The announcement marks a partnership between a major financial services provider and technology company, and a continuation of TD's strategy to move its core services and products to the public cloud. TD is the sixth largest bank in North America, with $1.91 trillion in assets as of January 31. Google Cloud has previously landed KeyBank, Wells Fargo, HSBC and others as customers.

"Our leadership and our talented, agile teams are supported by the relationships we have with our technology providers, including Google Cloud," said Greg Keeley, senior executive vice president of platforms and technology at TD, in a press release. "Together with Google Cloud, we are positioned well to continue to evolve our services and help power new and innovative banking experiences."

TD highlighted in the announcement that Google Kubernetes Engine "already supports" TD Securities Automated Trading, a fixed-income securities trading business TD purchased from Headlands Tech and rebranded in 2021. The product originally emerged from hedge fund Citadel about eight years ago.

Citadel used machine learning to analyze equities, said Matt Schrager, co-head of TD Securities Automated Trading, whose group now uses the product to determine fair bid and offer prices for munis and other fixed income instruments. Schrager spoke with Bond Buyer last year about how TD uses machine learning to determine fair prices on bonds.

As a largely buy-and-hold asset class, most of the $4.1 trillion outstanding universe of individual municipal bonds trade very infrequently. As such, price discovery is challenging in the muni market, according to Schrager.

To determine fair value for a bond that hasn't traded in weeks or months, "we need to correlate that bond to similar bonds that have traded recently," Schrager told Bond Buyer. "However, no two bonds in the market are quite alike, so we must be careful in this analysis to account for relevant differences."

Machine learning "helps us perform this kind of analysis in a rigorous way that both incorporates as much information as possible while also accounting for important differences between securities," he added.

This kind of analysis takes a gargantuan amount of computing power, hence the need for public cloud resources and the partnership between TD and Google Cloud, according to Dan Bosman, senior vice president and chief information officer for TD Securities and Treasury and Balance Sheet Management.
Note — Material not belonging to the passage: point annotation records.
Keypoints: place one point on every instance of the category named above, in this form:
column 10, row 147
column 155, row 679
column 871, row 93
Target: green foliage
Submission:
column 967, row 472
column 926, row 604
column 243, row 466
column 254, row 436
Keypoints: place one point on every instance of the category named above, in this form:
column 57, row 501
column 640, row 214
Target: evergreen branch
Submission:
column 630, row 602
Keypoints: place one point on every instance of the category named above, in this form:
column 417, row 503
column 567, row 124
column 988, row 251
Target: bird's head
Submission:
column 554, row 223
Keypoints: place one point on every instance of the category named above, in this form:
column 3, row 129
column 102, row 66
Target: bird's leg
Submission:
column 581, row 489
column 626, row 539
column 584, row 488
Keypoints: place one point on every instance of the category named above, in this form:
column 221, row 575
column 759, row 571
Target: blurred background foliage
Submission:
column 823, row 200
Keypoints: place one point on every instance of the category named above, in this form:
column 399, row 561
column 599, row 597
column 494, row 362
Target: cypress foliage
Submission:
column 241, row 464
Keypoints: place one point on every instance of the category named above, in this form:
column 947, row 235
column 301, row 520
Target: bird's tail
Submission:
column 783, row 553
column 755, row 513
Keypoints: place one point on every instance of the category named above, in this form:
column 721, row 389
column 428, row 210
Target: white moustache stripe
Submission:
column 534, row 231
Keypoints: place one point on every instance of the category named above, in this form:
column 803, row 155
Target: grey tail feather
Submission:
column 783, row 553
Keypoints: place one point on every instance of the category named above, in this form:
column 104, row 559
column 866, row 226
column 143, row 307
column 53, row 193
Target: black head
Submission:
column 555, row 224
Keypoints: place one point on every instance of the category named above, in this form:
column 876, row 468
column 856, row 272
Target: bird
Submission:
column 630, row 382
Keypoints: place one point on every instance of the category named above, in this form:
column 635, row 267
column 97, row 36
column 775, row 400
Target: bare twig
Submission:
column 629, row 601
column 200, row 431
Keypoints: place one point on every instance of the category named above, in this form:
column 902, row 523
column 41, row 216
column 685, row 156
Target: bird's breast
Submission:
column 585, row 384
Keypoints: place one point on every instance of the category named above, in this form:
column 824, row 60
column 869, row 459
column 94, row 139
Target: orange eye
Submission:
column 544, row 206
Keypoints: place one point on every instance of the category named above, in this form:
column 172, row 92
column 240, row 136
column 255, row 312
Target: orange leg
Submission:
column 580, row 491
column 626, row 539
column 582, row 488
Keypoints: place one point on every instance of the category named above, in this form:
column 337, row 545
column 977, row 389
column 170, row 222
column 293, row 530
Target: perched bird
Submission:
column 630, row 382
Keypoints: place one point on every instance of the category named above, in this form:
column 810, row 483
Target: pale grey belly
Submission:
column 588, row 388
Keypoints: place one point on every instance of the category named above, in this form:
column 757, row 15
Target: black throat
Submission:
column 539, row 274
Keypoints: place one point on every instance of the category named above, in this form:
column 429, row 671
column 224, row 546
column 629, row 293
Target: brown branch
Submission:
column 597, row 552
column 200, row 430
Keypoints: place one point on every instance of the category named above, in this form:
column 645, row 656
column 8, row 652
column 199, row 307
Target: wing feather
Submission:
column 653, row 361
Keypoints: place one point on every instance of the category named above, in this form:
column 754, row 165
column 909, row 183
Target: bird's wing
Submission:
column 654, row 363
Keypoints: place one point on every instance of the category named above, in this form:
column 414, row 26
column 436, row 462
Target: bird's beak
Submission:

Google Cloud is "very well-suited" to TD's need for secure and scalable infrastructure that can support computationally intensive quantitative analysis, with a developer-friendly experience, according to Bosman.

"Google Cloud's capabilities have helped us grow TDSAT's trading volumes and portfolio size, and optimally serve our global clients," Bosman said.

In a blog post about the new partnership and promoting fixed income as an investment strategy, Schrager said Google Cloud has been "instrumental" in the success of TD's automated trading business.

"Google Cloud's offering has enabled us to construct a research platform that is one-of-a-kind in this space, with enough horsepower to drive the massive research workloads associated with our data-heavy approach," Schrager wrote.